Theory of Dependent Hierarchical Normalized Random Measures
This work provides foundational theory for probabilistic models in machine learning, particularly for applications like topic modeling, but it is incremental as it builds on existing NRM and NGG concepts.
The paper develops a theoretical framework for Dependent Hierarchical Normalized Random Measures (NRMs) and Normalized Generalized Gammas (NGGs), enabling the analysis of networks with dependent and hierarchical structures, such as in time-dependent topic modeling, by introducing dependency operators and composition results.
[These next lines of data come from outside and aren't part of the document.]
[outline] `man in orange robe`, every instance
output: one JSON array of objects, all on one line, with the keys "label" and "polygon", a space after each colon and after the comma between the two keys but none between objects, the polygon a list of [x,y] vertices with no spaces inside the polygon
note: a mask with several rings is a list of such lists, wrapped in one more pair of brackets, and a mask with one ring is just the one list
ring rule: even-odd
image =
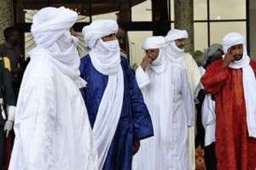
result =
[{"label": "man in orange robe", "polygon": [[218,170],[256,169],[256,62],[245,42],[238,33],[227,34],[224,59],[201,77],[207,92],[216,97]]}]

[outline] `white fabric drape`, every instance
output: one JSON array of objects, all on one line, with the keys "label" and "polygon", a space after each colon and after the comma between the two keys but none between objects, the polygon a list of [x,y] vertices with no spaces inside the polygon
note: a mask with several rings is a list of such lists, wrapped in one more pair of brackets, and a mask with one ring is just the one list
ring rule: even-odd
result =
[{"label": "white fabric drape", "polygon": [[215,101],[213,101],[210,94],[207,94],[201,107],[201,122],[206,130],[205,146],[210,145],[215,142]]},{"label": "white fabric drape", "polygon": [[[167,46],[167,57],[174,63],[179,64],[185,68],[188,76],[188,80],[190,85],[190,91],[192,94],[195,94],[196,87],[200,82],[200,71],[198,66],[193,59],[193,57],[187,53],[184,53],[183,49],[178,48],[175,44],[175,40],[180,38],[188,38],[188,33],[185,30],[172,29],[168,31],[165,37]],[[195,99],[195,97],[194,97]],[[193,109],[195,111],[195,110]],[[194,126],[194,125],[193,125]],[[189,164],[192,169],[195,168],[195,128],[191,127],[189,130]]]},{"label": "white fabric drape", "polygon": [[161,73],[150,67],[145,71],[138,67],[136,71],[154,135],[142,140],[133,158],[134,170],[189,169],[188,126],[194,120],[192,97],[185,71],[166,57],[165,64],[166,69]]},{"label": "white fabric drape", "polygon": [[103,42],[102,37],[116,33],[118,25],[110,20],[97,20],[83,29],[84,37],[89,47],[93,66],[108,76],[93,133],[98,151],[98,167],[102,169],[121,115],[124,97],[124,73],[120,64],[118,40]]},{"label": "white fabric drape", "polygon": [[37,47],[20,89],[10,170],[97,169],[88,113],[79,88],[79,58],[68,29],[78,14],[45,8],[33,18]]}]

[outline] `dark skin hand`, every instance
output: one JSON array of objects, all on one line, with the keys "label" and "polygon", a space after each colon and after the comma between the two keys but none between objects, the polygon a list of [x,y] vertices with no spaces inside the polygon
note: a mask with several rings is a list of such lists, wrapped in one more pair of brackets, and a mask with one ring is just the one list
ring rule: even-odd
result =
[{"label": "dark skin hand", "polygon": [[143,58],[141,66],[145,71],[145,68],[152,63],[159,55],[159,48],[146,49],[146,55]]},{"label": "dark skin hand", "polygon": [[143,60],[143,62],[141,64],[142,68],[145,71],[147,66],[152,62],[152,59],[148,56],[148,54],[146,54],[145,57]]}]

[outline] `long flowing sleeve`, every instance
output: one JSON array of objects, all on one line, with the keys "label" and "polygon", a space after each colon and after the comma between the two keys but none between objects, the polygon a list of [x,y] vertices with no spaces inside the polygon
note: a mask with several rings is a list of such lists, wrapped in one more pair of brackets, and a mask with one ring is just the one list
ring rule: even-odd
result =
[{"label": "long flowing sleeve", "polygon": [[222,63],[223,60],[218,60],[210,65],[201,78],[201,82],[208,94],[218,93],[230,75],[228,68],[222,67]]},{"label": "long flowing sleeve", "polygon": [[11,163],[10,170],[23,169],[21,167],[27,170],[55,168],[53,141],[56,131],[55,100],[57,99],[54,97],[52,82],[37,78],[37,76],[24,83],[20,92],[15,124],[15,150],[23,151],[20,155],[14,150],[12,159],[18,162]]},{"label": "long flowing sleeve", "polygon": [[[128,62],[125,65],[128,65]],[[154,135],[153,125],[142,92],[129,65],[127,70],[131,111],[133,114],[134,138],[143,139]]]},{"label": "long flowing sleeve", "polygon": [[188,126],[194,125],[194,104],[185,70],[182,71],[182,98],[188,118]]},{"label": "long flowing sleeve", "polygon": [[141,66],[136,70],[136,80],[141,89],[150,83],[148,74]]}]

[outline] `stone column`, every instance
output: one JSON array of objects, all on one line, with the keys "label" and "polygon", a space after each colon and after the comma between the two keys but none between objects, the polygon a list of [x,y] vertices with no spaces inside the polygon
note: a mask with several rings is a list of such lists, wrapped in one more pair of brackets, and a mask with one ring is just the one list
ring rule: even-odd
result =
[{"label": "stone column", "polygon": [[169,22],[169,5],[166,0],[152,0],[152,20],[155,23],[153,34],[166,36],[171,29]]},{"label": "stone column", "polygon": [[188,31],[189,38],[186,40],[185,49],[190,54],[194,53],[193,6],[193,0],[174,0],[174,27]]},{"label": "stone column", "polygon": [[13,25],[12,0],[0,0],[0,43],[4,41],[3,30]]}]

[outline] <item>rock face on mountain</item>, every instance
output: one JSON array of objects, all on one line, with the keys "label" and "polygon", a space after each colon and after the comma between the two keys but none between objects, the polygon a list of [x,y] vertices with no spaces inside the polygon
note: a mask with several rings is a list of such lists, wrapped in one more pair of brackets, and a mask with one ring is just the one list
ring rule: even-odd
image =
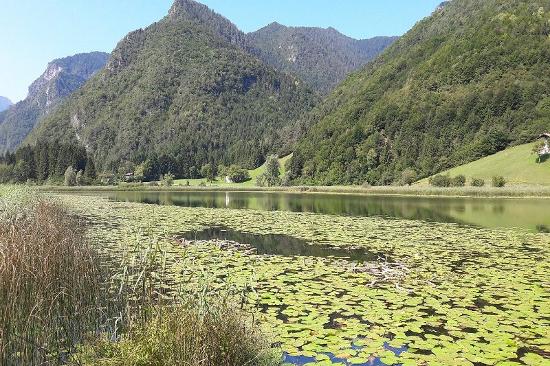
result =
[{"label": "rock face on mountain", "polygon": [[11,100],[6,97],[0,97],[0,112],[8,108],[8,107],[12,106],[13,103]]},{"label": "rock face on mountain", "polygon": [[297,183],[399,183],[533,141],[550,126],[549,12],[452,0],[417,23],[309,113]]},{"label": "rock face on mountain", "polygon": [[50,112],[107,62],[109,54],[91,52],[54,60],[29,87],[27,98],[0,113],[0,153],[13,151]]},{"label": "rock face on mountain", "polygon": [[285,27],[278,23],[248,36],[267,63],[299,76],[325,95],[398,38],[356,40],[331,27]]},{"label": "rock face on mountain", "polygon": [[208,163],[258,166],[288,151],[301,133],[293,124],[319,100],[258,52],[226,18],[176,0],[164,19],[125,36],[29,141],[78,140],[98,170],[159,157],[164,172],[182,177]]}]

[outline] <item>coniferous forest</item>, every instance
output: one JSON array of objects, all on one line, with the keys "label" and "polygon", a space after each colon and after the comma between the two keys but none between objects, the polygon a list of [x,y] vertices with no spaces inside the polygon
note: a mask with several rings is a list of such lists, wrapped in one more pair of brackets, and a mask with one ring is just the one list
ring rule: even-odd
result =
[{"label": "coniferous forest", "polygon": [[[194,178],[207,164],[252,169],[271,154],[294,152],[287,170],[294,184],[388,185],[404,172],[428,176],[547,130],[550,3],[454,0],[440,8],[323,99],[336,73],[318,62],[316,73],[303,55],[344,39],[335,30],[272,24],[245,34],[206,6],[177,0],[165,18],[124,37],[21,148],[80,146],[97,172],[144,164],[155,167],[148,179]],[[304,37],[309,48],[300,48]],[[294,65],[293,55],[274,51],[285,38],[286,51],[300,48]],[[349,50],[359,42],[344,41]],[[352,54],[344,58],[355,60]],[[324,60],[339,65],[332,55]],[[327,78],[317,82],[320,74]],[[5,164],[13,160],[6,156]]]}]

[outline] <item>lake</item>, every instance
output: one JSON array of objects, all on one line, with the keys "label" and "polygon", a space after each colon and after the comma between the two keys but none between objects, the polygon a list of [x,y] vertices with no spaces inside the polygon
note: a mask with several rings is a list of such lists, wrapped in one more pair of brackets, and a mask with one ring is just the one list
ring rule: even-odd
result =
[{"label": "lake", "polygon": [[550,229],[547,199],[405,197],[322,193],[237,192],[83,192],[123,202],[191,207],[289,211],[403,218],[486,228]]}]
This paper presents theory for Normalized Random Measures (NRMs), Normalized Generalized Gammas (NGGs), a particular kind of NRM, and Dependent Hierarchical NRMs which allow networks of dependent NRMs to be analysed. These have been used, for instance, for time-dependent topic modelling. In this paper, we first introduce some mathematical background of completely random measures (CRMs) and their construction from Poisson processes, and then introduce NRMs and NGGs. Slice sampling is also introduced for posterior inference. The dependency operators in Poisson processes and for the corresponding CRMs and NRMs is then introduced and Posterior inference for the NGG presented. Finally, we give dependency and composition results when applying these operators to NRMs so they can be used in a network with hierarchical and dependent relations.